Edward H. Trager wrote:
> UTF-8's home directory). So both users could probably guess
> the filename
> they were looking at.
Which, BTW, is true for most of Europe but is not true for some other combinations of locales.
>
> d??claration_des_droits.utf8
>
> The terminal, being set to interpret the legacy locale, does not know
> how to interpret the two bytes that are used for the UTF-8 "é".
This is well known but is only the start of what the thread was discussing.
Your example only shows a difference in interpretation. You are still able to copy and paste the filename, use it in scripts and open in it in any program.
Now switch your locale to Latin 1 and create a file with that name in Latin 1. Switch back to UTF-8 and try doing various things with this file. I assume the following happens:
1 - Instead of letters being misinterpreted, they are lost. Leading to empty filenames in extreme cases.
2 - You cannot open the file by copying its name from the terminal.
3 - You can probably still specify it in scripts (which need to be edited in Latin 1), but if someone would start validating the script when in UTF-8 locale, you would lose that ability.

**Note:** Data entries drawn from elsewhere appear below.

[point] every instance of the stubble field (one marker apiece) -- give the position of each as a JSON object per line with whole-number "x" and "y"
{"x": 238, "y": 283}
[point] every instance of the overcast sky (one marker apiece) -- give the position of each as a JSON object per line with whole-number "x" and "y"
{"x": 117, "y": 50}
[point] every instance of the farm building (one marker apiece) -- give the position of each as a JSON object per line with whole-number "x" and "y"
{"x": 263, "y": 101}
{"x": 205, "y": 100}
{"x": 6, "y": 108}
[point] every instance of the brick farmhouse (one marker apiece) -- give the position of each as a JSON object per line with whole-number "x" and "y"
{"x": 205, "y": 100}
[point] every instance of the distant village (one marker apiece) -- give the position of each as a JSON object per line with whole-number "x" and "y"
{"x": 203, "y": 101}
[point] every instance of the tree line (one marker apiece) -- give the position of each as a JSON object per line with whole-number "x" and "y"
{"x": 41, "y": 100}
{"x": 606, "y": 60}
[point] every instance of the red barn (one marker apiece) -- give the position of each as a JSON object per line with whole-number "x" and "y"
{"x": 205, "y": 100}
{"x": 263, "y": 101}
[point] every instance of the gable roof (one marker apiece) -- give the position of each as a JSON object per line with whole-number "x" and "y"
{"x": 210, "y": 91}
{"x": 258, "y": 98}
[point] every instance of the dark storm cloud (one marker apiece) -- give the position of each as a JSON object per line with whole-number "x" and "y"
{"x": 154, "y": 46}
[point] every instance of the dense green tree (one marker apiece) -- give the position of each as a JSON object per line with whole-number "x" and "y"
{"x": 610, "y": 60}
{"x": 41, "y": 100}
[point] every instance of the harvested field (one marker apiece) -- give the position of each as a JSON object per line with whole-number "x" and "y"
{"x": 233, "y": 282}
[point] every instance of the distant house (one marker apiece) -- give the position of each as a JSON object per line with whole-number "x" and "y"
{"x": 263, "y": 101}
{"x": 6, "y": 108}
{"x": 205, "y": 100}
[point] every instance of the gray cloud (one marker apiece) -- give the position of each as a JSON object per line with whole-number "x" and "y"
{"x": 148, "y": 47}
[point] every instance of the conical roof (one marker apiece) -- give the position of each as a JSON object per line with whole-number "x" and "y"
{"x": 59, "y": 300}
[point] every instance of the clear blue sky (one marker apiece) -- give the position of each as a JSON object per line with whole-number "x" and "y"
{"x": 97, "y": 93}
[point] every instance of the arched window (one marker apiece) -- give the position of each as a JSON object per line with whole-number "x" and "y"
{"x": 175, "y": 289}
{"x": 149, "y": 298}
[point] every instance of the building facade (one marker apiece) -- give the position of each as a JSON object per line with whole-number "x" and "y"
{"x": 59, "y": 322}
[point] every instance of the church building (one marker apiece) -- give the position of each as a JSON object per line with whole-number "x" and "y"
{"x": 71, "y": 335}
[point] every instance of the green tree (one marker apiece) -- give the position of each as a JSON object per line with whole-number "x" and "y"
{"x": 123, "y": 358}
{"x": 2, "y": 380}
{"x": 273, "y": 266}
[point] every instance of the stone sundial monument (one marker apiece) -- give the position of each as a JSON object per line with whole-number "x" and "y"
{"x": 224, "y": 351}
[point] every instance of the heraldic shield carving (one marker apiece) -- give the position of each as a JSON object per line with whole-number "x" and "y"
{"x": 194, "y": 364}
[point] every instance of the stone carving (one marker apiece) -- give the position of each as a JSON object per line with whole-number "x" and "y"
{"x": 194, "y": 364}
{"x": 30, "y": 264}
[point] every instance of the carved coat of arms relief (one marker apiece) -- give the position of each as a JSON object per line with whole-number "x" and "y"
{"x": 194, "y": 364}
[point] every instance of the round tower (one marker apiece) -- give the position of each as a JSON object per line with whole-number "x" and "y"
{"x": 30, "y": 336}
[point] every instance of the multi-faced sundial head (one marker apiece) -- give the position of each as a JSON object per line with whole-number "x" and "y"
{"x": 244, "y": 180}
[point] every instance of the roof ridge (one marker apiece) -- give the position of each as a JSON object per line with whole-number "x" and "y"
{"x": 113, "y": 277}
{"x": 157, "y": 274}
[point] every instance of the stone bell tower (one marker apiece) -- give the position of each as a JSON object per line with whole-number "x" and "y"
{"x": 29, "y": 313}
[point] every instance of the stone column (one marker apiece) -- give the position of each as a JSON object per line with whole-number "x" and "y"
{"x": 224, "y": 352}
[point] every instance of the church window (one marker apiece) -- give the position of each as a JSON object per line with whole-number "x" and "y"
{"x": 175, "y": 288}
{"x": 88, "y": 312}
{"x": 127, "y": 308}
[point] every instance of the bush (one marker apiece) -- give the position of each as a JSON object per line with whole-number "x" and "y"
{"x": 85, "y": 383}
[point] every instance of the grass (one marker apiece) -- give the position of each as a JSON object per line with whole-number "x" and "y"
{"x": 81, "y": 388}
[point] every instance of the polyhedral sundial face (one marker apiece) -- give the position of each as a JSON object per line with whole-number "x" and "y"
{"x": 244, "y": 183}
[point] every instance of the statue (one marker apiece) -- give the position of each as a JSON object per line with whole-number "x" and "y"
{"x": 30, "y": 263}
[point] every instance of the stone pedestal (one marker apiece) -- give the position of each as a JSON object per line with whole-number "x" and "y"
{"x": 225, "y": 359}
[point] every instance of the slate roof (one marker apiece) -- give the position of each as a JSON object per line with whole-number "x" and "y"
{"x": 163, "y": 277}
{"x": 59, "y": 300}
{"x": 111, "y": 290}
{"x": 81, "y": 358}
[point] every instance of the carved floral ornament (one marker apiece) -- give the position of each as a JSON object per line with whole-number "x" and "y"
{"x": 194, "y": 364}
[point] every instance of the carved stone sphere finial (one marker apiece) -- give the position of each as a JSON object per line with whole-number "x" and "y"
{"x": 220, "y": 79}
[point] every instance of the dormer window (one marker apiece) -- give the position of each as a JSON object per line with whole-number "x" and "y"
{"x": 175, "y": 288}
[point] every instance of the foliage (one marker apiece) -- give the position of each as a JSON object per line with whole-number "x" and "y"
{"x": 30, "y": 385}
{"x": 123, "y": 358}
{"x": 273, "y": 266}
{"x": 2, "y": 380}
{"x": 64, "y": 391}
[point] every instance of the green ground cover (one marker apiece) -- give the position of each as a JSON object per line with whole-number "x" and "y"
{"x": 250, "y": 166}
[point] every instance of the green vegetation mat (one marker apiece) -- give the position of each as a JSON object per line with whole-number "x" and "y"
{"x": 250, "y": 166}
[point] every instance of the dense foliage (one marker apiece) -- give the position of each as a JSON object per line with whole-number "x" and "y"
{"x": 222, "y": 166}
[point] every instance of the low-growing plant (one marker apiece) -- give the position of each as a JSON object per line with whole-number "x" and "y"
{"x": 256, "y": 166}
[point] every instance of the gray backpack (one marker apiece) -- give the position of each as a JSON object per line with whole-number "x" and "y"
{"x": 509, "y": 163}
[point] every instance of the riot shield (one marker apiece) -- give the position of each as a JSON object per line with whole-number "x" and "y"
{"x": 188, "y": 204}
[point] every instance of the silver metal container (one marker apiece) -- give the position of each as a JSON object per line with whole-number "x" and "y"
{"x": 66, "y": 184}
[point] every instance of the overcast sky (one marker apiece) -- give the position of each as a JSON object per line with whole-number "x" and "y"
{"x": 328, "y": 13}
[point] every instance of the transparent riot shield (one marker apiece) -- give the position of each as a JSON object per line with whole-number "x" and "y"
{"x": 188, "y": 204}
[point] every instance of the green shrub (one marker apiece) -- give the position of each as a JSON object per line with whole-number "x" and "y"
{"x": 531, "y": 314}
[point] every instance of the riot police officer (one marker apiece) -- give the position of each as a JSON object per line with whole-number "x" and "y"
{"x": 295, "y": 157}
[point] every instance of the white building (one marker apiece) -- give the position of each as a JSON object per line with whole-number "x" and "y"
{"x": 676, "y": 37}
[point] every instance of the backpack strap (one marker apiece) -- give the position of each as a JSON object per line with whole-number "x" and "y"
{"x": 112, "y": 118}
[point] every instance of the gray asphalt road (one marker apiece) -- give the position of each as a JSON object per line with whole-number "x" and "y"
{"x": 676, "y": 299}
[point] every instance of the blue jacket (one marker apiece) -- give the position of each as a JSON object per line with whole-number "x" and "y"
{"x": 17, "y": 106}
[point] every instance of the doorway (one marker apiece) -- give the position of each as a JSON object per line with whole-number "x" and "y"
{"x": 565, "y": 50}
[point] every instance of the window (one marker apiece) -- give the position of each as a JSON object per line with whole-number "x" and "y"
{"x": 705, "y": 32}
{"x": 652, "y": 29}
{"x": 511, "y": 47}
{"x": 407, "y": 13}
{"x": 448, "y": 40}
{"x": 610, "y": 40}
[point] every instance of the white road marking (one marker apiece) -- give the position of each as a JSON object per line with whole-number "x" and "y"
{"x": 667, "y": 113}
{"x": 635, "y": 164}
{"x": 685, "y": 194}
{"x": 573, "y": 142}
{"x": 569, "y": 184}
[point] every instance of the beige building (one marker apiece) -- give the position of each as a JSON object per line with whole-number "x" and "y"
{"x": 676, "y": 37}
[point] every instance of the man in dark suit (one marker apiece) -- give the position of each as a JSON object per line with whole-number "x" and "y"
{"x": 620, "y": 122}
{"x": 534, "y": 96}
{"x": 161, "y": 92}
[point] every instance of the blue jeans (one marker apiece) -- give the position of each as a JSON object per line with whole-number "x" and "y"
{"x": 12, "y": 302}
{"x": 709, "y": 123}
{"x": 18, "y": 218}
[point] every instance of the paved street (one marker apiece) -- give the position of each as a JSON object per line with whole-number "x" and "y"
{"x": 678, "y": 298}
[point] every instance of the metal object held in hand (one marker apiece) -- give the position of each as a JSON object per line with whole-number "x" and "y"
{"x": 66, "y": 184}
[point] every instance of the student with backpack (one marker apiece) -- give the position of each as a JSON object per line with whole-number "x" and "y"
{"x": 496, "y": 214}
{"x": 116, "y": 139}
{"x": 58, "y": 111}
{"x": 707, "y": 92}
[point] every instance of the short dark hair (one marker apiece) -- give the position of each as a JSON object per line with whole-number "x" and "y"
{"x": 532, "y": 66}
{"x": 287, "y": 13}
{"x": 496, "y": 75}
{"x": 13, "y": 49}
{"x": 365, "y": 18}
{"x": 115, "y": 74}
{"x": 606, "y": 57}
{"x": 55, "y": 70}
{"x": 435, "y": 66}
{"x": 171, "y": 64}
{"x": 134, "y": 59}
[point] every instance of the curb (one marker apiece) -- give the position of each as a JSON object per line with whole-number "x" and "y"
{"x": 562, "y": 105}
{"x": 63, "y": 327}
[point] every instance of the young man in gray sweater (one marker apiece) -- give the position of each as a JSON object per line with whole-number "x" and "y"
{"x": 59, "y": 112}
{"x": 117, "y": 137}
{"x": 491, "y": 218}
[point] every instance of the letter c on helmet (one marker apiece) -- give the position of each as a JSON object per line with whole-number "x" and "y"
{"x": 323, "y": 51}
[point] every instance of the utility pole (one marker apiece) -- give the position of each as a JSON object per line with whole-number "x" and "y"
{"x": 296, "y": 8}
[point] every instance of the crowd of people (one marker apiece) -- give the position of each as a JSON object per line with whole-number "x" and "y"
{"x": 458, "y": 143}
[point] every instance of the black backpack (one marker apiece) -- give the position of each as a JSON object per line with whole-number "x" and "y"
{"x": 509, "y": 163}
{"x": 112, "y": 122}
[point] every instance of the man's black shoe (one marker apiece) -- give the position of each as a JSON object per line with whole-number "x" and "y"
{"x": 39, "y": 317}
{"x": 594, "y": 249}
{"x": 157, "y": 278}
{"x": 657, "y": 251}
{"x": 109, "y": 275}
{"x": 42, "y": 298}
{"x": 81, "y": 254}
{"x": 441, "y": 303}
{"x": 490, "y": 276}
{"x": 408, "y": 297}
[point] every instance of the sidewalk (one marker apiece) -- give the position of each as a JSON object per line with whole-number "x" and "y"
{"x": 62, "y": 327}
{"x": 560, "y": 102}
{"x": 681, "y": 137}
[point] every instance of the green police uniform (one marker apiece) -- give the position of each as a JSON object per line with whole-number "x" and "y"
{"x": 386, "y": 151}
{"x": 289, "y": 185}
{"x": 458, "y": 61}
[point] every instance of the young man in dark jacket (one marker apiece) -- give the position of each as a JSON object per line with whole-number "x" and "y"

4 - Most C programs should be able to process the file. But I would not bet on some more 'advanced' languages. The more they comply with Unicode, the less likely it is they will open the file.
5 - Windows is likely having problems accessing that file.
And, yes, the solution is still to convert all filenames to UTF-8. That is, if all users on a particular system agree that this is what should be done with their files. But does not prevent such files from being generated, whatever the reason or cause is.
Lars